Among the many subjects the band has written about from this place of love is music itself. One of Mr. Adams’ favorite ALO songs to perform live is “I Love Music,” a track that the band recorded with singer-songwriter Jack Johnson, who graduated from UCSB in the same class as Mr. Adams, keyboardist Zach Gill, and guitarist Dan “Lebo” Lebowitz. As three-fourths of the band’s lineup attended college in Santa Barbara and Mr. Gill currently resides in Goleta, Mr. Adams said the today’s gig is something of a “homecoming” for ALO.
This Tour D’Amour will be the third to feature current ALO drummer Ezra Lipp, who replaced the band’s longtime drummer Dave Brogan in 2018. With the exception of Mr. Lipp, ALO’s members have known each other since they were junior high school kids in the Bay Area. There, they played in a band throughout their teenage years and decided to continue their group at college when they all got into UCSB, going by the band name Django for most of their years at the university.

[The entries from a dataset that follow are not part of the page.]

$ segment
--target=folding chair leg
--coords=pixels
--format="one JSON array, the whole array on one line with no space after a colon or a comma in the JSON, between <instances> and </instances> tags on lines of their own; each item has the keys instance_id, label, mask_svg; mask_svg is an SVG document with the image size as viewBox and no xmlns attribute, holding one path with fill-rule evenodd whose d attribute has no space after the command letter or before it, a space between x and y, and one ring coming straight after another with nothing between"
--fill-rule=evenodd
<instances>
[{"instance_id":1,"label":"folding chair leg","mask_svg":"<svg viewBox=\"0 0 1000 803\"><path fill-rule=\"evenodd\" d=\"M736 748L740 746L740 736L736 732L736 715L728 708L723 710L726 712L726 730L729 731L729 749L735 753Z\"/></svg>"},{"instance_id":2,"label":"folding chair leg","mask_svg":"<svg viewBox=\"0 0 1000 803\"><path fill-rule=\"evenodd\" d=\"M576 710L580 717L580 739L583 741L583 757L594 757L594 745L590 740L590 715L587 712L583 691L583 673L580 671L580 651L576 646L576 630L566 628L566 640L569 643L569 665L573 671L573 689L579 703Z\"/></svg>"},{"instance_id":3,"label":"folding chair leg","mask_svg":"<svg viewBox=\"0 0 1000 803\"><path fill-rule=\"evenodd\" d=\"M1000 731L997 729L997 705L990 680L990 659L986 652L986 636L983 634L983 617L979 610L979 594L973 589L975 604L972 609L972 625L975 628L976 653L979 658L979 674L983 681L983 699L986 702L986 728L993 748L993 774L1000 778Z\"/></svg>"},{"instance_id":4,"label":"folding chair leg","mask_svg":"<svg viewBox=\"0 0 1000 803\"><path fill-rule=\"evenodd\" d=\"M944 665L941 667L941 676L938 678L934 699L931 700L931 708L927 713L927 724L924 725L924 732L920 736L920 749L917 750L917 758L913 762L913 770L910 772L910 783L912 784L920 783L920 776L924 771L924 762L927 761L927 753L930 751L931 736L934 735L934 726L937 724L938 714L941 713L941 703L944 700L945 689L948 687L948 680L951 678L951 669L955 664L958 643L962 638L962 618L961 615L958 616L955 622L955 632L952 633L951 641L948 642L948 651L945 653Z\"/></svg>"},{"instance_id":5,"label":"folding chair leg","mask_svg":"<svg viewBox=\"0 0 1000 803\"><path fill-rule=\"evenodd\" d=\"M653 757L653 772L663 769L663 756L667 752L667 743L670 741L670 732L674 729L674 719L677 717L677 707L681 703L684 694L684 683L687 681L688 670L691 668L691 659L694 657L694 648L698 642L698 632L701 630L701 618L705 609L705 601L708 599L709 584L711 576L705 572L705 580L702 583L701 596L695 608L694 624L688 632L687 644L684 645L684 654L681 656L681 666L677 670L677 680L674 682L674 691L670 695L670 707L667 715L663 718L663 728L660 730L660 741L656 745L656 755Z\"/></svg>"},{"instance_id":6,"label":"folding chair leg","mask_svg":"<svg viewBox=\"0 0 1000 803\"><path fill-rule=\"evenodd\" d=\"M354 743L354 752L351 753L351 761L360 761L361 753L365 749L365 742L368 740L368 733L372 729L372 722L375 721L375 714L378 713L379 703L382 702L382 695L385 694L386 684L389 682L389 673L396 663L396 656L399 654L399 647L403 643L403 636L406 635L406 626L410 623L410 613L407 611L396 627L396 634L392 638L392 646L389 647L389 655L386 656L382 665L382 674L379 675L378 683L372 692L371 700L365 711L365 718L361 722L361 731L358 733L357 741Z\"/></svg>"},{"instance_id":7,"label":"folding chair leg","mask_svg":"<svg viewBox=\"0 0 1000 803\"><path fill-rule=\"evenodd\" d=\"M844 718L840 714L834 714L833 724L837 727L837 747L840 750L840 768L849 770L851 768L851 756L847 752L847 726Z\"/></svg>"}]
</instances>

In one of the other dormitories on the college campus, there lived the members of another band called Soil, which included future singer-songwriter superstar Jack Johnson. Though it wasn’t something Mr. Adams and his bandmates requested, their dorm mates pitted Django against Soil, and Mr. Johnson’s dorm mates pitted Soil against Django. When the two bands finally met however, the future ALO members and Mr. Johnson hit it off, starting a frienship that would become rekindled after they all graduated school in 1998. To this day, Mr. Gill also plays keys in Mr. Johnson’s backing band and each ALO album since 2006’s “Fly Between Falls” has been released on Mr. Johnson’s record label, Brushfire Records.
During Mr. Adams’ last year at UCSB, he and his bandmates made one major change to the band by changing the name from Django to Animal Liberation Orchestra. As the bassist recalled, he, Mr. Gill, and Mr. Lebowitz were all students in UCSB’s music department and played in various orchestras so they decided to give their group a name that was akin to that of one of their school ensemble’s, but with a bit of college-aged playfulness.
“We just thought it would be fun to have a quirky version of that,” he said.
He added that a band’s name especially sounds funny when that group is just starting out.
“I’m sure if you said ‘The Beatles’ to someone before The Beatles were famous, they’d think, ‘Oh, that’s kind of a funny name,’” he said.
Though ALO has played most of the songs from “Creatures Vol. 2: Fire” like “Ridin’” and “Baby Blind Spot” in a live setting, Mr. Adams remarked that as of his conversation with the News-Press the band had not yet performed the song “Fish Eye Lens.” Though he couldn’t say for sure, he expects the song may get unveiled to the Santa Barbara audience tonight. After hearing these new tunes mixed in with songs they’ve accumulated over the past two decades, Mr. Adams hopes their long-time fans leave the show with fond, nostalgic feelings.
Tickets for ALO’s gig at SOhO tonight cost $30 and can be purchased online at www.sohosb.com. The show starts at 9 p.m. and doors to the venue open at 7 p.m. SOhO Restaurant & Music Club is located at 1221 State St Ste. 205.